MIAMI (AP) — The heirs of a philanthropist who donated a historic theater to the city of Miami want it back.
A dissolved nonprofit controlled by the heirs of Maurice Gusman sued the city last month in an effort to take control of the Olympia Theater on Flagler Street and restore it to its former glory. They claim city officials have squandered the theater built in 1926 and violated the terms of an agreement with their grandfather.
Gusman donated the theater to the city in 1975. It is one of the oldest theaters in Miami and was added to the National Register of Historic Places in 1984.
Gusman’s agreement with the city required the Miami Parking Authority to manage the property.

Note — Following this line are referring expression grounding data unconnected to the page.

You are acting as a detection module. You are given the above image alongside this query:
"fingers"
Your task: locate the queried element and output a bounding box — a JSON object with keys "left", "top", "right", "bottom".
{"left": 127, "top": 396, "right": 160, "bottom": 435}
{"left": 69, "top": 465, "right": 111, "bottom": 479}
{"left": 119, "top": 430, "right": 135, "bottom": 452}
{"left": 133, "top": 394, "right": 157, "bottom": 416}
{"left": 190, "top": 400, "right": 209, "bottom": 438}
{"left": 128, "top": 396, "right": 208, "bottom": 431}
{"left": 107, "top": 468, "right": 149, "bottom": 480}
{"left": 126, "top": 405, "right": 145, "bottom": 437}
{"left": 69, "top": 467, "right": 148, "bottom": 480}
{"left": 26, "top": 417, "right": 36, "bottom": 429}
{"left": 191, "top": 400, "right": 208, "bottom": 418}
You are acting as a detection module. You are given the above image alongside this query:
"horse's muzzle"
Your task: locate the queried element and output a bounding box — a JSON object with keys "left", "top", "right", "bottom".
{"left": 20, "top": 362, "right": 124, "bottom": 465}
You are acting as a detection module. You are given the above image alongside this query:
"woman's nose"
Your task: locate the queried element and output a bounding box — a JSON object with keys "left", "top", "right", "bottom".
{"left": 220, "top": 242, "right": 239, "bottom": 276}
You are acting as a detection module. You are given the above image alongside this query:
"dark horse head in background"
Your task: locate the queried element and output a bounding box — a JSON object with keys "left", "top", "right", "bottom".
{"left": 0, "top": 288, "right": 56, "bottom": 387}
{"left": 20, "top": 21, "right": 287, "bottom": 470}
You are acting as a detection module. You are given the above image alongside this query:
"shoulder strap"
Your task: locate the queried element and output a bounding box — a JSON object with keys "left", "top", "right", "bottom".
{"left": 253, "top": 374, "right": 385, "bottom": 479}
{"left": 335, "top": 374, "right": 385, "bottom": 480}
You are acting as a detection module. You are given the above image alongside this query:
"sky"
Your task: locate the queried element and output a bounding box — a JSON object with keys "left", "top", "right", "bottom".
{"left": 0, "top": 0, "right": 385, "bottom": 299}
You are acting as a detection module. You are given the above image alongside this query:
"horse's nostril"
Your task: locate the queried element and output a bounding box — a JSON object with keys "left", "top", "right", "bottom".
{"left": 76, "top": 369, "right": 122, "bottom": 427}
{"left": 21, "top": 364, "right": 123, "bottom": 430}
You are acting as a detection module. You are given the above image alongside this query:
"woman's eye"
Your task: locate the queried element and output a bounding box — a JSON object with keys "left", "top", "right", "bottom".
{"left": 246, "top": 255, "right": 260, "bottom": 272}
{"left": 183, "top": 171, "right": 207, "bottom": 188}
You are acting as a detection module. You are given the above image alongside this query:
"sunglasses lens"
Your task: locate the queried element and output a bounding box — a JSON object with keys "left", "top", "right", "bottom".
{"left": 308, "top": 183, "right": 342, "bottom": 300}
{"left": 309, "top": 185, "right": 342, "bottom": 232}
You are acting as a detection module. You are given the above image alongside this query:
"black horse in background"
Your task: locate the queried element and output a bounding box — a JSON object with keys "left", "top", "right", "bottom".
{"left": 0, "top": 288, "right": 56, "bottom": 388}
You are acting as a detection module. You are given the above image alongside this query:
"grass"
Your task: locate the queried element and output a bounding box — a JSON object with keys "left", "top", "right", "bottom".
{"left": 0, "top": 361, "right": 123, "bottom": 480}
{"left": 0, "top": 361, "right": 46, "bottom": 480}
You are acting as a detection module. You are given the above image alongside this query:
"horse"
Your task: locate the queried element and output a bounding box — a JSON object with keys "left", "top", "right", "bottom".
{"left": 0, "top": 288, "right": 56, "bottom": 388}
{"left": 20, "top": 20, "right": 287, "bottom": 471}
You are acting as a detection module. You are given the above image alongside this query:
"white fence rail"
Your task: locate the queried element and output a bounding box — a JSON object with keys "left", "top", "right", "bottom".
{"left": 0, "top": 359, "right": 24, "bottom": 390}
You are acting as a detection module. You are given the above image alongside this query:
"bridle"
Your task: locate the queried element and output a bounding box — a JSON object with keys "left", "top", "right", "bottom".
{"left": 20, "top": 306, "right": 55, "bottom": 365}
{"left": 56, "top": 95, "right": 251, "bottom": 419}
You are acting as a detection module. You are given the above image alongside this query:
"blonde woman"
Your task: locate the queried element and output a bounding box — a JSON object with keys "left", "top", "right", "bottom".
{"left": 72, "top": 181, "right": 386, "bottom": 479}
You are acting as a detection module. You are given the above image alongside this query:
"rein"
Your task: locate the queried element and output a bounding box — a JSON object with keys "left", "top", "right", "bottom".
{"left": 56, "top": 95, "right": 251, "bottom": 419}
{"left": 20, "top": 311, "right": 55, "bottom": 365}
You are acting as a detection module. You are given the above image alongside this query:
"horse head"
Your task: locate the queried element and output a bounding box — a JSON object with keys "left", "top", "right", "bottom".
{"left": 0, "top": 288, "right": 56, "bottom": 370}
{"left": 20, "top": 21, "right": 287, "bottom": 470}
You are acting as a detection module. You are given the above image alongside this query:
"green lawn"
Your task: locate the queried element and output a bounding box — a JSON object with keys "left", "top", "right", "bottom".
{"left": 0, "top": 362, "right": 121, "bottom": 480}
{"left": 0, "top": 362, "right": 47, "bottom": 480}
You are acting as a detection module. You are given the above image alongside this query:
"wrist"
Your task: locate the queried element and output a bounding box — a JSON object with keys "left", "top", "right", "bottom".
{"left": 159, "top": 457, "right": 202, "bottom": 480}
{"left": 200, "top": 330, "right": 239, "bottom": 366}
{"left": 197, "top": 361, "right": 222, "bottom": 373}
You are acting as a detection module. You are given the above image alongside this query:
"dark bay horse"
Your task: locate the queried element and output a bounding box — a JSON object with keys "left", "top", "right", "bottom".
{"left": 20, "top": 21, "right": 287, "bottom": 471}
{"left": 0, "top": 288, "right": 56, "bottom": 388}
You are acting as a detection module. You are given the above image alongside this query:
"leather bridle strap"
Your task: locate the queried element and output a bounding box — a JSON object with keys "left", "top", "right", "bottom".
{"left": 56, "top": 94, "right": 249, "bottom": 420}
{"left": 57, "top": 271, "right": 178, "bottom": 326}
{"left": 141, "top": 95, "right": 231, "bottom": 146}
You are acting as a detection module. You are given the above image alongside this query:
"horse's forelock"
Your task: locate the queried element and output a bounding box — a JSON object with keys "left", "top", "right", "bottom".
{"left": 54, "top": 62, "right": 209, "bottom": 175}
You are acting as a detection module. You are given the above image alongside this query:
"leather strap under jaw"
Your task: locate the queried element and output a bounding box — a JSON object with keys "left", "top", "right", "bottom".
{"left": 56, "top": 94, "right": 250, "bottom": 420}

When the parking authority gave up management of the theater, the city violated the deed and gave up its right to maintain ownership, according to the lawsuit by the nonprofit.
Tim Barket, an attorney for the family, told the Miami Herald that Gusman deeded the theater to the parking authority because he distrusted politicians and believed the agency was independent of the city.
The impetus of the lawsuit came after a grandson saw an order posted on the theater by city code enforcement to repair or demolish the building.
That was the “last straw” for the family, Barket said.
The city of Miami has asked a judge to dismiss the lawsuit, saying the dissolved nonprofit belonging to the Gusman heirs doesn't have legal standing to bring the lawsuit and that any claim of a breach in the deed is past the statute of limitations.
The city had been negotiating with Miami Dade College to take over management of the theater, but those talks fizzled.